Le chercheur s’emporte contre l’apathie des entreprises qui renvoient systématiquement le suicide à la sphère privée, aux fragilités individuelles :« Chacun est considéré comme responsable de sa décompensation. Cette vision est fausse : ces suicides sont le plus souvent en lien avec les transformations de l’organisation du travail. (…) C’est vrai qu’en général, le salarié qui se suicide a des difficultés personnelles. Mais expliquer ainsi son geste, comme le font les directions, c’est s’appuyer sur l’idée d’une coupure entre vie personnelle et vie au travail. Or, sur le plan psychique, elle n’existe pas. Quand quelqu’un souffre au travail, cela vient dégrader sa vie personnelle. » La multiplication des actes désespérés l’inquiète : « Il y a trente ou quarante ans, le harcèlement, les injustices existaient, mais il n’y avait pas de suicides au travail. Leur apparition est liée à la déstructuration des solidarités entre les salariés. Celles-ci ont été broyées par l’évaluation individuelle des performances, qui crée de la concurrence entre les gens, de la haine même. Cette évaluation doit être remise en question. »L’Observatoire du stress et des mobilités forcées se doit de poursuivre son action et ses travaux sur l’ensemble de ces sujets. Des assises seront organisées à Paris, à la fin de l’année.

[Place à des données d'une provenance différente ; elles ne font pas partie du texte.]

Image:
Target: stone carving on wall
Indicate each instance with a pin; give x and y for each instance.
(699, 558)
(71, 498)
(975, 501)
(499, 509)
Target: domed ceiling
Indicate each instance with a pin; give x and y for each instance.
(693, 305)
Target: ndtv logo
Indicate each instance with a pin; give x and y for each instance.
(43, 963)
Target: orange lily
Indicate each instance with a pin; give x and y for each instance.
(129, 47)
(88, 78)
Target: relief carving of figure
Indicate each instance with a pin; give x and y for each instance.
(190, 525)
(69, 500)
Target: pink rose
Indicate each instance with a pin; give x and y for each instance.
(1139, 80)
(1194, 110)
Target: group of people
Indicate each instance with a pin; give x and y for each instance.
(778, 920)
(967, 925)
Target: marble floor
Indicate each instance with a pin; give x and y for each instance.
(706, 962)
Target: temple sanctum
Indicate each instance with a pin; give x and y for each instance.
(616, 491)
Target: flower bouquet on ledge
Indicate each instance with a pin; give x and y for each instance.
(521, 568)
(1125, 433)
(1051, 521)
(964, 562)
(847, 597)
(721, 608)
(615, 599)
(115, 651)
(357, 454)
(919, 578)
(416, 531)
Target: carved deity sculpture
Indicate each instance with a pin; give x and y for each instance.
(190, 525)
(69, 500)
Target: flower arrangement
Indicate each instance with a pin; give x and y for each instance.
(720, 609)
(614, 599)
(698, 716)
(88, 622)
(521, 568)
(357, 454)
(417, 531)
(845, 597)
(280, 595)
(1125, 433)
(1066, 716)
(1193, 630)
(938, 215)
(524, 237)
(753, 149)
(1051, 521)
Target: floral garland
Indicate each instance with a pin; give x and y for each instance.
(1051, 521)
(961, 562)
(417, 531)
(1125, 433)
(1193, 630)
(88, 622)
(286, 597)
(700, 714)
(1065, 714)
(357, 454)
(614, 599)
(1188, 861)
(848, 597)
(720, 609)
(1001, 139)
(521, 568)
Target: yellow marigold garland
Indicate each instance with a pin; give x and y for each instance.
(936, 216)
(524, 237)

Pour l’Observatoire du stress et des mobilités forcées de France Telecom : Patrick Ackermann (SUD-PTT), Philippe Meric (SUD-PTT) et Pierre Morville (CFE-CGC).
Messages
1. France Télécom : un été meurtrier, 10 septembre 2009, 11:24
A force de supprimer les emplois et de surcharger de travail ceux qui restent en multipliant les pressions de toutes sortes jusqu’à les rendre malades et les pousser au suicide, on constate le résultat . Combien de morts faut-il encore avant que le droit du travail ne songe à prévoir un refus légitime du salarié en état de légitime défense face aux pressions insupportables qui découlent des suppressions d’emploi.
Les suppressions d’emplois ne doivent pas occasionner de charges de travail supplémentaires pour ceux qui restent, sinon cela signifie que ces emplois étaient indispensables et que leur suppression n’obéissait qu’à des questions d’augmentation des profits et des boni des administrateurs . Ce type de suppressions mortifères d’emplois juste pour le profit de quelques privilégiés doit être INTERDIT par une LOI.